Les univers brisés
A C.
Ses airs mignards dodelinaient à l'arrière alors qu'elle ne retenait plus les feux de ses cheveux rebelles et roux affolés par le vent. La voiture filait dans la nuit, elle se lovait avec langueur sur le cuir, fatiguée, complètement muette.
Par flashs, apparaissaient dans ses yeux mi-clos des traces de phares de quelques engins déplacés plus loin sur le dos de la route. Elle saisissait des bribes de voix reposées et apaisées par l'obscurité, comme des points d'escorte vers l'horizon attendu.

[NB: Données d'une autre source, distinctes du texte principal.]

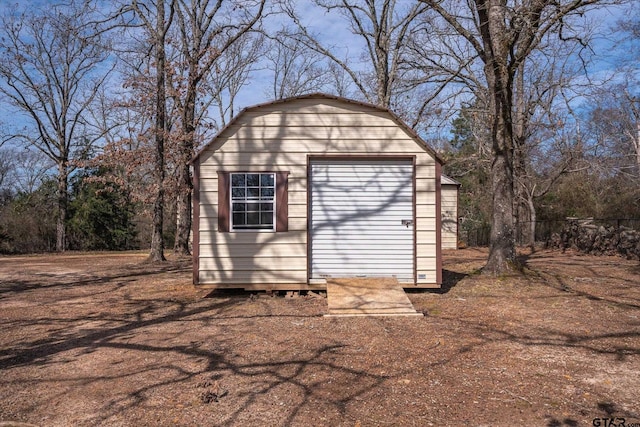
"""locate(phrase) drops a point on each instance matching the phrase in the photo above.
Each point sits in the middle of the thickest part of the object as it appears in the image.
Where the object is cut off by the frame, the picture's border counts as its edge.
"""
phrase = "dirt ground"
(101, 339)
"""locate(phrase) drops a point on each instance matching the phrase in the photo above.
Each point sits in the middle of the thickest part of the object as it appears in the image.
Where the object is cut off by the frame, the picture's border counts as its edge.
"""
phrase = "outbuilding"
(294, 192)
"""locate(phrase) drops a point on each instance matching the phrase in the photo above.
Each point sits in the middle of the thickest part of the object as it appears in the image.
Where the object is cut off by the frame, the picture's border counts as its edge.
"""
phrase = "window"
(280, 203)
(253, 201)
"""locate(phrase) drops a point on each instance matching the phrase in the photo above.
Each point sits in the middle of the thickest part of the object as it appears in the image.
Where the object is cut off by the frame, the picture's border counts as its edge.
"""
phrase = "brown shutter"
(282, 201)
(223, 202)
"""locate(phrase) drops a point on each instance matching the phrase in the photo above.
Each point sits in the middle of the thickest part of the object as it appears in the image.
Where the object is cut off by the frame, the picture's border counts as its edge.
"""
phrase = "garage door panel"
(357, 213)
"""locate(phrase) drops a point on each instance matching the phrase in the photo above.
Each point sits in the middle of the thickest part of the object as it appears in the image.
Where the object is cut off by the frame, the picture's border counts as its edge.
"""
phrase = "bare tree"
(296, 69)
(156, 21)
(503, 35)
(52, 63)
(382, 27)
(206, 31)
(232, 72)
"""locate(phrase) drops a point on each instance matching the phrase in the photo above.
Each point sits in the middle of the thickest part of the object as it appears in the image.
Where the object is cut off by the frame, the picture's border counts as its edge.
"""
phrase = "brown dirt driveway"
(102, 339)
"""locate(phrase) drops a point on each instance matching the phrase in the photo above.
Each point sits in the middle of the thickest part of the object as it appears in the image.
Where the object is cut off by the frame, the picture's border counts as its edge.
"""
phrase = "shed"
(294, 192)
(449, 198)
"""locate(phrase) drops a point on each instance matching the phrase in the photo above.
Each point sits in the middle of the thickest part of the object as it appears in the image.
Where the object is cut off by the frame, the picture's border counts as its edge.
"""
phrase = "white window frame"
(257, 200)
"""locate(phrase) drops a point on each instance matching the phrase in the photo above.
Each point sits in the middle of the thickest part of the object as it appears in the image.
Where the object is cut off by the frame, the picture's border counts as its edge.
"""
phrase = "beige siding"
(281, 137)
(449, 211)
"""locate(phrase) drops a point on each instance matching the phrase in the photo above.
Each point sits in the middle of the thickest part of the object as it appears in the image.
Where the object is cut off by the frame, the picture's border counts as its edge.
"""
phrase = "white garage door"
(362, 219)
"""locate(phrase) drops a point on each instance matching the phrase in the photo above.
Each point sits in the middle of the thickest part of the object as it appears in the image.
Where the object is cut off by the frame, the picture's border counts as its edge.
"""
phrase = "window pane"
(237, 180)
(253, 180)
(267, 218)
(238, 219)
(252, 196)
(253, 218)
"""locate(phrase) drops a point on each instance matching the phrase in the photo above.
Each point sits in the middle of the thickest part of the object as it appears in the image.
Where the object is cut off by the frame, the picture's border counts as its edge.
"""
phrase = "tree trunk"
(532, 222)
(185, 182)
(157, 242)
(502, 253)
(502, 250)
(183, 208)
(62, 207)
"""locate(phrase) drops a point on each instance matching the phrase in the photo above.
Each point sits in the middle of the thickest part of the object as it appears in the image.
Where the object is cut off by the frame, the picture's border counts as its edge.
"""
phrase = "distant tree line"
(107, 103)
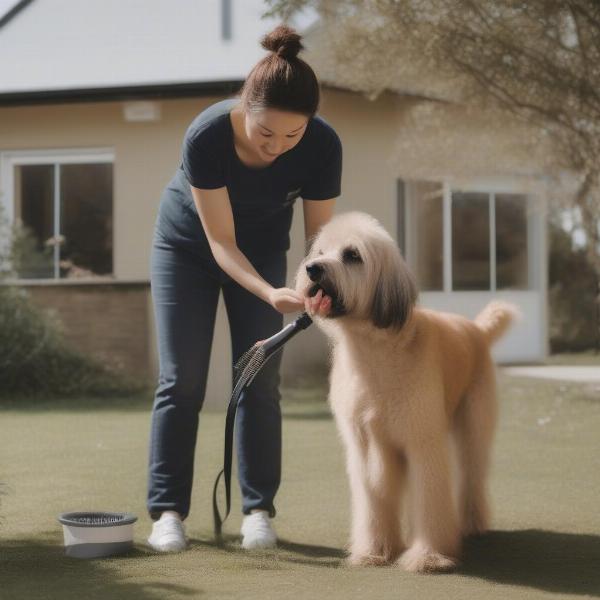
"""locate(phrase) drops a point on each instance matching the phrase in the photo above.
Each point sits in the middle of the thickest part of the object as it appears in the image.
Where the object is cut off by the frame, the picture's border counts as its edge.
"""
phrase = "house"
(95, 98)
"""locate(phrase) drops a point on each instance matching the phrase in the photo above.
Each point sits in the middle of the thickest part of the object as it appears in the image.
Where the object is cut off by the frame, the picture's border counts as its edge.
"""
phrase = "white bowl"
(97, 534)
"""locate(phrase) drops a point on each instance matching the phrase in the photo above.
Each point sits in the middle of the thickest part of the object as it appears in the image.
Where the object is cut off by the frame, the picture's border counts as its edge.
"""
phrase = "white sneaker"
(257, 531)
(168, 534)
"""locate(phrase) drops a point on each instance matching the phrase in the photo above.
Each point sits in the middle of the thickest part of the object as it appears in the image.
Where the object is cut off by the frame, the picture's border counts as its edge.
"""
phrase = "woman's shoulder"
(211, 123)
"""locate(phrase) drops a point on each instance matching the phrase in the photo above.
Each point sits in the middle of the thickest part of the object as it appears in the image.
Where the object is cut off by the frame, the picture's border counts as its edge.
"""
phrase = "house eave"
(120, 93)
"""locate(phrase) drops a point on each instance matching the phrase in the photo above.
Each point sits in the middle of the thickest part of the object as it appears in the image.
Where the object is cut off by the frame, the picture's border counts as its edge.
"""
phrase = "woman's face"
(272, 132)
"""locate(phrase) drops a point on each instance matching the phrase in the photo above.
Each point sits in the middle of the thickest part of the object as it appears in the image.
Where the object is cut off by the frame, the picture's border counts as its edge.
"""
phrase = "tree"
(538, 60)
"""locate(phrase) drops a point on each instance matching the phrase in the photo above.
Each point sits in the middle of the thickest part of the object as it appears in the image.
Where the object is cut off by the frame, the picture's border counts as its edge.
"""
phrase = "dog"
(404, 383)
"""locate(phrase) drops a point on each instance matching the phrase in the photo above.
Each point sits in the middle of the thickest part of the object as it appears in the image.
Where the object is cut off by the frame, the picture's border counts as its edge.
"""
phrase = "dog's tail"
(495, 319)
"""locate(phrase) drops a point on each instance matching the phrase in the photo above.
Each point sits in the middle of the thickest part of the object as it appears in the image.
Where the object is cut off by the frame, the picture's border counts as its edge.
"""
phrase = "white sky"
(6, 5)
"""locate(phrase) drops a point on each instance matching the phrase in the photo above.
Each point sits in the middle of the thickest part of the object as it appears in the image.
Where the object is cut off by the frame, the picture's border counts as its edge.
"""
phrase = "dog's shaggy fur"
(405, 382)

La voix grave et virile de son amant portant chemise rose intervenait peu, et elle paraîssait presque se contenter de l'essentiel en ouvrant ou fermant des sujets entretenus par celui qu'elle avait avec affection baptisé le clown.

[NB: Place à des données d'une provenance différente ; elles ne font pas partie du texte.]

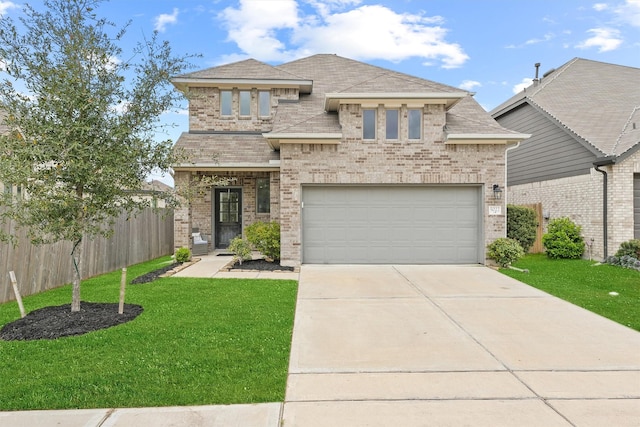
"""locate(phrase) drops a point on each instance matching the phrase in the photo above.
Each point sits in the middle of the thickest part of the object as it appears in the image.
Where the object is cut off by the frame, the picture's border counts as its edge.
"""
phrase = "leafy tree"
(83, 128)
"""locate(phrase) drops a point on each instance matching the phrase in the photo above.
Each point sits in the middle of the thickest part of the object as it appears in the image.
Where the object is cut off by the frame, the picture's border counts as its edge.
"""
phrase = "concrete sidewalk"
(423, 345)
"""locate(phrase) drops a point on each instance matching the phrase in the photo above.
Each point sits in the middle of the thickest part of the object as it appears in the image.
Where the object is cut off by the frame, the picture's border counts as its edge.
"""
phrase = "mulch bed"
(150, 277)
(260, 264)
(53, 322)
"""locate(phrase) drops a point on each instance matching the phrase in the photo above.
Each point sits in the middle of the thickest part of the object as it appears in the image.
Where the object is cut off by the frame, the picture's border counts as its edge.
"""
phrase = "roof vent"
(536, 80)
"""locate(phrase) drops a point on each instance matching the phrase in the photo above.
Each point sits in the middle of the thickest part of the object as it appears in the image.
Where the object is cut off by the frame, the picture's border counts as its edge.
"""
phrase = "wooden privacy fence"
(38, 268)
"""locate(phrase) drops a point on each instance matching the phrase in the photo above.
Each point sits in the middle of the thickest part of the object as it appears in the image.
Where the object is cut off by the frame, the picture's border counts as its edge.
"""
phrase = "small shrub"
(241, 249)
(265, 238)
(183, 255)
(505, 251)
(625, 261)
(630, 248)
(563, 239)
(522, 225)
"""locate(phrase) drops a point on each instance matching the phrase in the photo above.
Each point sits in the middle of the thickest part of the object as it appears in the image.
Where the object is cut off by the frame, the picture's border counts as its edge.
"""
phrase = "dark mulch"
(53, 322)
(260, 264)
(150, 277)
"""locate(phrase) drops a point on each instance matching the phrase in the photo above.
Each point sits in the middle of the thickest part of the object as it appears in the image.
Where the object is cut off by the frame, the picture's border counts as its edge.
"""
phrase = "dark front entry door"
(228, 215)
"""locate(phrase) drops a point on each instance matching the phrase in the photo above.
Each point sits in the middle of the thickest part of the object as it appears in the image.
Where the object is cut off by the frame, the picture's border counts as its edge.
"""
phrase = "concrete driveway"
(453, 346)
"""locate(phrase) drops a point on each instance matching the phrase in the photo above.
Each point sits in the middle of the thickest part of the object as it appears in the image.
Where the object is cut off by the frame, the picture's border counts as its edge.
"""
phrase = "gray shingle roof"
(597, 101)
(247, 69)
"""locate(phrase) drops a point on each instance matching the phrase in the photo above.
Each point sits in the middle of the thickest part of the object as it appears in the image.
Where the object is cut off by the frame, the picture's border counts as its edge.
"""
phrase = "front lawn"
(198, 342)
(586, 285)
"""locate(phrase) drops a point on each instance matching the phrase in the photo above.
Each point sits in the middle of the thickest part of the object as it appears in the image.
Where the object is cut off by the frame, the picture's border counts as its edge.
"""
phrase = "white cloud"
(629, 12)
(165, 19)
(5, 6)
(525, 83)
(280, 31)
(605, 39)
(469, 84)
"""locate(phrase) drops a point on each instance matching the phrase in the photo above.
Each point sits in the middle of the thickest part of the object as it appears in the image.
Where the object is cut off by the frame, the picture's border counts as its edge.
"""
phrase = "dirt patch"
(260, 264)
(53, 322)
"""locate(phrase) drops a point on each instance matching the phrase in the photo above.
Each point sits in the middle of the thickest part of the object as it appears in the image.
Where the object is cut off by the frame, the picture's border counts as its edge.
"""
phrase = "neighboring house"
(582, 160)
(358, 164)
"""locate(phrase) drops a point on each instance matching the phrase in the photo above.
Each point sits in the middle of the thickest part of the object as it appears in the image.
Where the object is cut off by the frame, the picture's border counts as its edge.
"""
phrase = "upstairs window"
(415, 124)
(264, 103)
(263, 195)
(392, 124)
(245, 103)
(225, 103)
(368, 124)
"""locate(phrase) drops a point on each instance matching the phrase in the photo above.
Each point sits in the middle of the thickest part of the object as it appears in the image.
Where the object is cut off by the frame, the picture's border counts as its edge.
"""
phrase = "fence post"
(123, 282)
(14, 284)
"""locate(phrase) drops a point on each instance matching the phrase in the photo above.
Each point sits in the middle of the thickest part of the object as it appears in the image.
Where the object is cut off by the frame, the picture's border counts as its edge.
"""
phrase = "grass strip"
(585, 284)
(198, 342)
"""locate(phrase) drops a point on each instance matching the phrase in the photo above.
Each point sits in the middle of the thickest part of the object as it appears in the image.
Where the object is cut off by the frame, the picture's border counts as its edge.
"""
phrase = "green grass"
(585, 285)
(198, 341)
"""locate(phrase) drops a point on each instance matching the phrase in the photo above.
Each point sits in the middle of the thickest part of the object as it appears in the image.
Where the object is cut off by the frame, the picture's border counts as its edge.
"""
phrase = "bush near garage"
(522, 225)
(563, 239)
(505, 251)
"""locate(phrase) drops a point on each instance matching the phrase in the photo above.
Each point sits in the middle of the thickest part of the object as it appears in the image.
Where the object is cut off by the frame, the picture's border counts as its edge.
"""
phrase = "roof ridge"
(626, 124)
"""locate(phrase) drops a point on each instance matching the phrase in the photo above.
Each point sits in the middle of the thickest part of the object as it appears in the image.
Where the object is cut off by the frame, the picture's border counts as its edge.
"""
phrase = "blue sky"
(485, 46)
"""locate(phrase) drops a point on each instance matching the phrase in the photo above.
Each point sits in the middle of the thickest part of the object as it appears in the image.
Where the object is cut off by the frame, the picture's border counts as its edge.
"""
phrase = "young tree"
(83, 128)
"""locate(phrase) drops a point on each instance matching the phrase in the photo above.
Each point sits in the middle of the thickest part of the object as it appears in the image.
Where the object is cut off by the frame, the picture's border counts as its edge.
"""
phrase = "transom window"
(245, 103)
(415, 124)
(264, 103)
(392, 124)
(226, 102)
(368, 124)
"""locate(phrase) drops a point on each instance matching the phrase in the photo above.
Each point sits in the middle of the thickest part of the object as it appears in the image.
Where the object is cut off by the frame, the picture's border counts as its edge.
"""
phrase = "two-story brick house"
(358, 163)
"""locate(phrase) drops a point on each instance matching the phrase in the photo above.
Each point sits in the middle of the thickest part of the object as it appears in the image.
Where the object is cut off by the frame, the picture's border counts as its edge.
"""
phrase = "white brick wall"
(580, 198)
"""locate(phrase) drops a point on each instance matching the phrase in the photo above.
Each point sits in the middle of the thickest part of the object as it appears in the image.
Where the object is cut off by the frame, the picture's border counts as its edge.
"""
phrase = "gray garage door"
(391, 224)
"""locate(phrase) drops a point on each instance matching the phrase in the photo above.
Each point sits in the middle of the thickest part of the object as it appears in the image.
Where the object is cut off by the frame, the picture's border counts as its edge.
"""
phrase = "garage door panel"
(391, 224)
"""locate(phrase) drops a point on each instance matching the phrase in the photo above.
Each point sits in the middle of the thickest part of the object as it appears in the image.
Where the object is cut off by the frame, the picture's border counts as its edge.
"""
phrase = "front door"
(228, 215)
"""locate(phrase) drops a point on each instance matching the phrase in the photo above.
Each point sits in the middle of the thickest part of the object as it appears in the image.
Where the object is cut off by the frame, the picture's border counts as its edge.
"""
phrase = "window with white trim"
(264, 103)
(226, 100)
(392, 124)
(415, 124)
(245, 103)
(368, 124)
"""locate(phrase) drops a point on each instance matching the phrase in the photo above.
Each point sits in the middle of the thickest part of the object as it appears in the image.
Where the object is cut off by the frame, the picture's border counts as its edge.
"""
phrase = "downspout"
(605, 161)
(506, 151)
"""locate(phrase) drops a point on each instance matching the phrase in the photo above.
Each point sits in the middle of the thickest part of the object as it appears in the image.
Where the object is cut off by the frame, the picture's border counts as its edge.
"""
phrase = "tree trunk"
(76, 257)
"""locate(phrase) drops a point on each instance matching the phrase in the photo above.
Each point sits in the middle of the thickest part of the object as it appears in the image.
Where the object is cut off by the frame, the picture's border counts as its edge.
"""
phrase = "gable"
(550, 153)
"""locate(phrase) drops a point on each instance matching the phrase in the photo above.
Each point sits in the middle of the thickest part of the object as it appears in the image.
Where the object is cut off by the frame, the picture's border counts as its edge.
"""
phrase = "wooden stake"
(123, 282)
(14, 283)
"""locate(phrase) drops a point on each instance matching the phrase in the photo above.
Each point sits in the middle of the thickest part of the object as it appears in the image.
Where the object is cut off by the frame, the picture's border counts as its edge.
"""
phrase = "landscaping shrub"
(629, 248)
(265, 238)
(625, 261)
(241, 249)
(563, 239)
(522, 225)
(505, 251)
(183, 255)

Ses songes s'interrompaient des fragrances de Vétiver et des noms de lieux fantastiques à connaître un jour. Les airs entendus et les silences complices, les bons mots, les rires pleins et chauds. Des histoires louches lues dans les journaux et dont elle voyait maintenant les nouveaux ressorts.
Francis le belge, Jacky le mat...Nice, Marseille...les affaires...
La fatigue avançant, elle s'enroula dans les couleurs chaudes des souvenirs de la veille. Des coulées de champagne sur ses reins nus et du plaisir escaladé comme jamais. Les mains d'adulte sur son sexe brûlant, les mots interdits d'un coup libérés, les frissons nouveaux.
Elle se dit qu'il était peut-être de la mafia, son beau brun; et à cette pensée c'est une décharge de plaisir qui vint lui saisir le ventre à la vitesse du sang.
Et alors? s'amusa-t'elle excitée tandis que le sourire de ses 18 ans émerveillés venait anéantir cette pensée abandonnée à la vitre de ses rêves.